Netflix lost nearly 1 million subscribers and breathes a sigh of relief

LOS ANGELES (NYTIMES, REUTERS) – Netflix on Tuesday (July 19) averted its own worst-case scenario of subscriber losses, posting a nearly 1 million drop from April through June, and predicted it would return to customer growth during the third quarter.

When Netflix announced that it lost 200,000 subscribers in the first quarter and expected to lose many more in the second, it suggested to many in Hollywood and on Wall Street that the halcyon days of endless growth in the streaming business had come to an end.

The company still had a rough three months, but it did see its revenue grow 9 per cent to US$7.9 billion (S$11 billion), a number that would have been higher had the value of the dollar not pushed down the value of currencies around the globe. And it told investors it could add back 1 million subscribers in the coming quarter. Netflix now has about 220.7 million subscribers worldwide.

“First and foremost, we need to continue to improve all aspects of Netflix,” the company wrote in its shareholder letter, adding that its focus would remain on its core service of providing streaming content to subscribers while not worrying about other potential revenue streams like its primary competitors do.

“This freedom means we can offer big movies direct to Netflix, without the need for extended or exclusive theatrical windows, and let members binge watch TV if they want, without having to wait for a new episode to drop each week,” the company added. “This focus on choice and control for members influences all aspects of our strategy, creating what we believe to be a significant long-term business advantage.”

Netflix has spent the past three months adjusting its business to better meet the challenges it expects to face the rest of the year. The company laid off about 450 employees.

In April, it announced it would introduce a less expensive subscription tier that will feature advertising – reversing its long-held stance to never have commercials on its service. Netflix intends to start its lower-cost advertising tier in the early part of 2023 in a “handful of markets where advertising spend is significant,” a development analysts are cautiously optimistic about.

“Beyond additional subscriptions, ads will also provide an upside to Netflix in the form of a new revenue stream from brands that are eager to reach the platform’s addressable audience,” said Mike Proulx, a vice president at Forrester. “But scaling its ad business will take time.”

And Netflix said it would begin to crack down more forcefully on password sharing in order to effectively monetize the 100 million users Netflix said use its service without paying for it. On Tuesday, Netflix said it launched two approaches to this in Latin America to learn which is more effective. One allows customers to “add extra member,” and the other allows users to “add a home” for an extra US$3 a month.

“Not only were losses not as bad, but expecting growth in Q3, even if it’s modest growth, is probably pretty encouraging to people,” said Richard Greenfield, managing director at LightShed Ventures, adding that the company’s pronouncement that it was expecting substantial free-cash-flow growth in 2023 was the most significant news of the quarter.

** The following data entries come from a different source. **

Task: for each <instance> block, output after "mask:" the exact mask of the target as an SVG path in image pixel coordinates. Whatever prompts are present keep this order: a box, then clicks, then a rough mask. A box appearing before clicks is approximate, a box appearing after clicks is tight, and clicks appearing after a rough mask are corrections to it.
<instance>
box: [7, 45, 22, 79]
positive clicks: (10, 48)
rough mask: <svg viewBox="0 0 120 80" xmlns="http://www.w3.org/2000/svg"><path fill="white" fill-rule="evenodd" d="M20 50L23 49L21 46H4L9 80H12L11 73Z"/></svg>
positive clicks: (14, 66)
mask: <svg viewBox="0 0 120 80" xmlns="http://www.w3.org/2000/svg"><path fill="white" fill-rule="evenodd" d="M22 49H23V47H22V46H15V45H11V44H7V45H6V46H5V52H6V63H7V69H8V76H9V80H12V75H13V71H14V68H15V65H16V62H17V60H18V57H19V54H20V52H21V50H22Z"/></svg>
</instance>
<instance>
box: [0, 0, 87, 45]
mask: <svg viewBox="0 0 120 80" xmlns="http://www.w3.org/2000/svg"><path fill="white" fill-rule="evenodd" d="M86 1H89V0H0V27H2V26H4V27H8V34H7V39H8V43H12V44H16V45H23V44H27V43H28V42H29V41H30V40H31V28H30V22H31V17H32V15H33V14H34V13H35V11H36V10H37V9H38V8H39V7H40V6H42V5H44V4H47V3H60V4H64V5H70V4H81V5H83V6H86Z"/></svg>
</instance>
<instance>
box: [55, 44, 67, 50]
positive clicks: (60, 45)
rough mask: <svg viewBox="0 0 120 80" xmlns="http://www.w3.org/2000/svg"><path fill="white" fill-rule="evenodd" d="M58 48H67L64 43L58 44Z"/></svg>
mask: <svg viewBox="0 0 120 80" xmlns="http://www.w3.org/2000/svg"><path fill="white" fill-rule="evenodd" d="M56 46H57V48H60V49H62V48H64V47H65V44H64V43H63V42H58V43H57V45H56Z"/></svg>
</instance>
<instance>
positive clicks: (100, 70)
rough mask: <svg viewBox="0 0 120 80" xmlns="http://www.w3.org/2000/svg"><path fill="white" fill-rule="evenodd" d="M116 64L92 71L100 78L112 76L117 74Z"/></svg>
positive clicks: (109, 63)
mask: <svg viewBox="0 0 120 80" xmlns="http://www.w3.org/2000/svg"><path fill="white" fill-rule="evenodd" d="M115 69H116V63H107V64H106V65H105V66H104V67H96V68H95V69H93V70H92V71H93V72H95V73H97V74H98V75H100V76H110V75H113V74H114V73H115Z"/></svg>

“They’re basically saying that while everyone else in the industry is losing billions of dollars, not only are they making money in 2022 they’re going to make a lot of money in 2023 and beyond.”

In addition to its business issues, Netflix received fewer Emmy nominations this month than its primary rival, HBO, despite featuring more programming than the cable network and its streaming offshoot, HBO Max. HBO picked up 140 nominations to Netflix’s 105, a metric that emphasizes the difficulty of continually producing quality, buzzworthy entertainment.

Wall Street soured on the streaming giant after its first quarter report, with shares of Netflix down 46 per cent since April, and down close to 70 per cent since the beginning of the year.